Suite à l’attentat d’Inata qui avait coûté la vie à 53 gendarmes et dont l’onde de choc avait touché jusqu’aux hameaux les plus reculés du Burkina Faso, le chef de l’Etat, Roch Marc Christian Kaboré, s’était engagé à opérer des changements au sein des Forces armées nationales et rendre active et efficace la présence des chefs militaires sur le théâtre des opérations aux côtés des troupes. Le but, on peut l’imaginer, est d’éviter le retour de telles horreurs et surtout de mettre fin aux orgies sanglantes de l’hydre terroriste. Certains avaient pris cette annonce comme une promesse politique destinée uniquement à faire baisser la fièvre sociale qui était montée d’un cran. Mais cette fois, dos au mur, le président du Faso, déguisé en chef suprême des armées et chef de guerre, a joint les faits à la parole. En effet, elle a entraîné des changements majeurs dans la chaîne de commandement opérationnelle au sein de la Grande muette nationale. Il a non seulement promu de jeunes officiers à des postes de responsabilité, mais il a aussi renvoyé de nombreux officiers à la vie civile dont on imagine la présence pouvant gêner l’action des jeunes loups qui n’attendaient que l’occasion de se faire un nom. Et comme pour donner un autre signe des temps, Roch Marc Christian Kaboré a rejeté les conclusions du rapport d’enquête commandé à la suite du drame d’Inata, au motif qu’elles ne permettent pas de situer les responsabilités et donc de sanctionner comme il le fait.’ promit-il, le mouton noir tapi dans les couloirs du commandement militaire.

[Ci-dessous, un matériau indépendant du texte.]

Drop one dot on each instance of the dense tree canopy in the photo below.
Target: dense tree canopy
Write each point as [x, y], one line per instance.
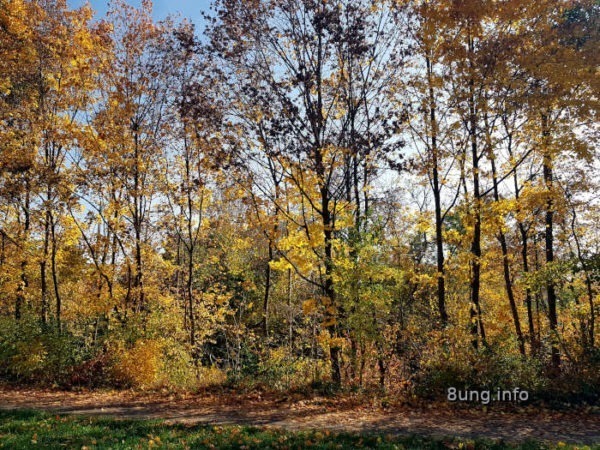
[358, 192]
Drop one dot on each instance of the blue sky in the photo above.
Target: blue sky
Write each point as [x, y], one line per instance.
[162, 8]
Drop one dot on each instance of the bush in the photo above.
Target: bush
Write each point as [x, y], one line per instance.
[33, 352]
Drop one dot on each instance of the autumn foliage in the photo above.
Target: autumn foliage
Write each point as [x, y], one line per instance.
[343, 193]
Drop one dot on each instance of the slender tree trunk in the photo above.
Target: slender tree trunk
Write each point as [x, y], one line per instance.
[588, 284]
[44, 269]
[504, 247]
[549, 245]
[54, 270]
[436, 187]
[475, 312]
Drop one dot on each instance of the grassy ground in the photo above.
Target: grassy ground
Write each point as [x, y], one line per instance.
[32, 429]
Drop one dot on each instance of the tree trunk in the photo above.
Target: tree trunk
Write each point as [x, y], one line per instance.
[549, 245]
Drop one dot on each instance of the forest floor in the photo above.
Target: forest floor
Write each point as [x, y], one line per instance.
[338, 414]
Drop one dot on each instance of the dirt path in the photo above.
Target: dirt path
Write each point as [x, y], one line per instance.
[582, 427]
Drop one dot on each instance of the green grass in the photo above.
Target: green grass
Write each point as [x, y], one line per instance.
[32, 429]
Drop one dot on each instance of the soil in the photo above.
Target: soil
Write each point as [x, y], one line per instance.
[578, 426]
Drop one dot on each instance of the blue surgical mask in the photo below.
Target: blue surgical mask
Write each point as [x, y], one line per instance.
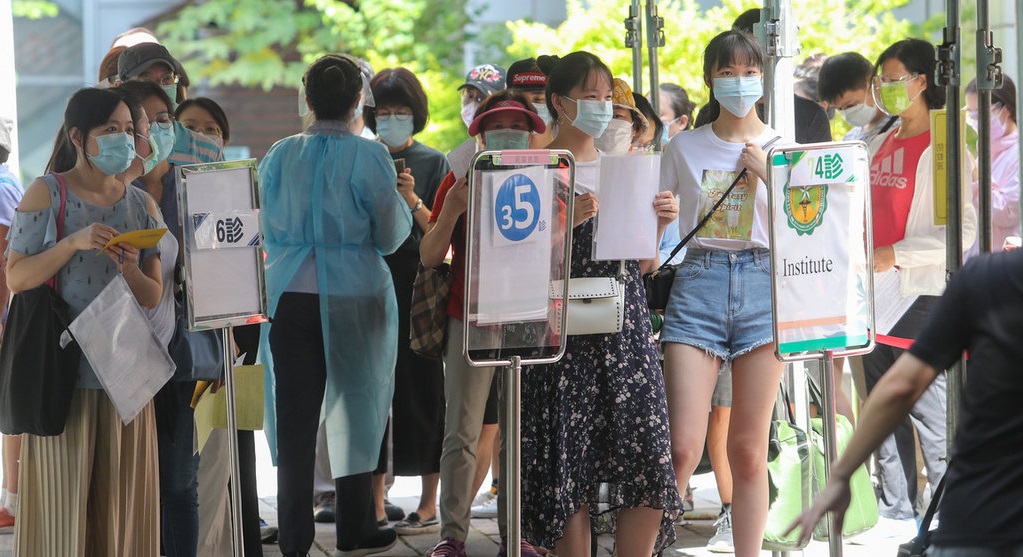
[739, 94]
[392, 131]
[165, 140]
[506, 138]
[542, 112]
[592, 117]
[117, 151]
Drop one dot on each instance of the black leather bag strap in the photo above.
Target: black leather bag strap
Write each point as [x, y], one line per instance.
[710, 213]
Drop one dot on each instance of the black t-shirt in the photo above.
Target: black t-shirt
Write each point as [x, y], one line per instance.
[981, 312]
[809, 120]
[429, 168]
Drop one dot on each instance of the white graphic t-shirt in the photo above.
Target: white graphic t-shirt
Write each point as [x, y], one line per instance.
[698, 166]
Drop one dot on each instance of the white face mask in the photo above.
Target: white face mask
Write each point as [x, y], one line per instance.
[858, 116]
[616, 139]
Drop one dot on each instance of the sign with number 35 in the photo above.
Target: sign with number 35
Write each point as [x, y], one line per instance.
[519, 210]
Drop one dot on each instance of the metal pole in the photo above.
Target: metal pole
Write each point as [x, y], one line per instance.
[777, 34]
[831, 445]
[232, 446]
[510, 484]
[988, 78]
[1019, 89]
[948, 75]
[633, 40]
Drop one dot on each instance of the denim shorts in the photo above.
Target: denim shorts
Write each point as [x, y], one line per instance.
[721, 302]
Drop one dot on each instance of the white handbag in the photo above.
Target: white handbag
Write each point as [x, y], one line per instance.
[596, 304]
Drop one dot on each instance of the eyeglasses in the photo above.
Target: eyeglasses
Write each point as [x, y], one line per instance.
[878, 80]
[209, 130]
[400, 116]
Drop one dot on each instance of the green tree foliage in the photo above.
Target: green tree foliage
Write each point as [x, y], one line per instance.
[268, 43]
[863, 26]
[34, 9]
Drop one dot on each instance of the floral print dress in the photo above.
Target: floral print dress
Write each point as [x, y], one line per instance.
[597, 418]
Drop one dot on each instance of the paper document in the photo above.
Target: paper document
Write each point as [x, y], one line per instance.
[123, 349]
[626, 222]
[889, 304]
[211, 412]
[142, 240]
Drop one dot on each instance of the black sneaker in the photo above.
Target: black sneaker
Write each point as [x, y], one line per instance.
[383, 541]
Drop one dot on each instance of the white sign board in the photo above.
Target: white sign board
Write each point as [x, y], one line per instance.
[820, 262]
[223, 259]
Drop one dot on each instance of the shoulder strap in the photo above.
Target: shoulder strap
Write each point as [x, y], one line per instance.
[60, 215]
[710, 213]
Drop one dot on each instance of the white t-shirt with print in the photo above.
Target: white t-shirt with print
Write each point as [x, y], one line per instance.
[698, 166]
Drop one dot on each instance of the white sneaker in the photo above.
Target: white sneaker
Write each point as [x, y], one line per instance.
[486, 510]
[721, 541]
[483, 498]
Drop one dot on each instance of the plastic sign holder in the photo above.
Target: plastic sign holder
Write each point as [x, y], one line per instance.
[519, 255]
[821, 264]
[218, 204]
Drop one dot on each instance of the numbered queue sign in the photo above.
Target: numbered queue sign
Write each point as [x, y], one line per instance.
[820, 260]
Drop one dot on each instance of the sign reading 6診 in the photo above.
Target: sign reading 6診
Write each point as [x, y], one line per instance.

C’est aux nouveaux chefs militaires de passer au charbon

Il faut aussi saluer, au passage, cette fermeté du chef de l’Etat qui rompt avec l’image du grand désinvolte qu’il laisse dans l’esprit des Burkinabè et qui, sans nul doute, nous permettra de mettre à nu les manœuvres de ceux qui , engagés dans les enquêtes, tentent probablement de couvrir des compagnons d’armes sans scrupules. Sans aucun doute, cela lui vaudra une fortune de sympathie auprès de nombreux Burkinabés qui ont eu du mal à voir des officiers de haut rang monter dans des carrosses tandis que des jeunes se battent au front. Ceci dit, tout le mal que l’on peut souhaiter au président Roch Marc Christian Kaboré, c’est que ces changements au sein des forces armées nationales ont un impact très positif sur la lutte contre l’insécurité. A défaut, ces nominations seraient considérées comme un jeu de chaises destiné à amuser l’opposition burkinabé qui, regroupée autour du CFOP, avait lancé un ultimatum au chef de l’Etat pour qu’il prenne des mesures concrètes pour améliorer la situation sécuritaire nationale. Pire, ils pourraient être échangés contre des récompenses entre amis dans un gouvernement critiqué pour privilégier les réseaux de parents et d’amis. Ceci dit, gageons que l’homme a cette fois pris la vraie mesure du danger, et qu’il a compris que sa survie politique est liée aux résultats sur le front de la lutte contre l’insécurité. En attendant des nouvelles du front dans les prochains jours, on peut dire que Roch Marc Christian Kaboré a joué sa partition. Car, comme on dit, la plus belle femme du monde ne peut offrir que ce qu’elle a. Il appartient donc aux nouveaux chefs militaires de se concentrer sur le charbon. Il appartient aussi aux Burkinabè de s’unir autour de nos Forces de Défense et de Sécurité, en étant plus coopératifs en matière de renseignement, mais aussi en évitant toute collusion d’intérêts avec les forces du mal.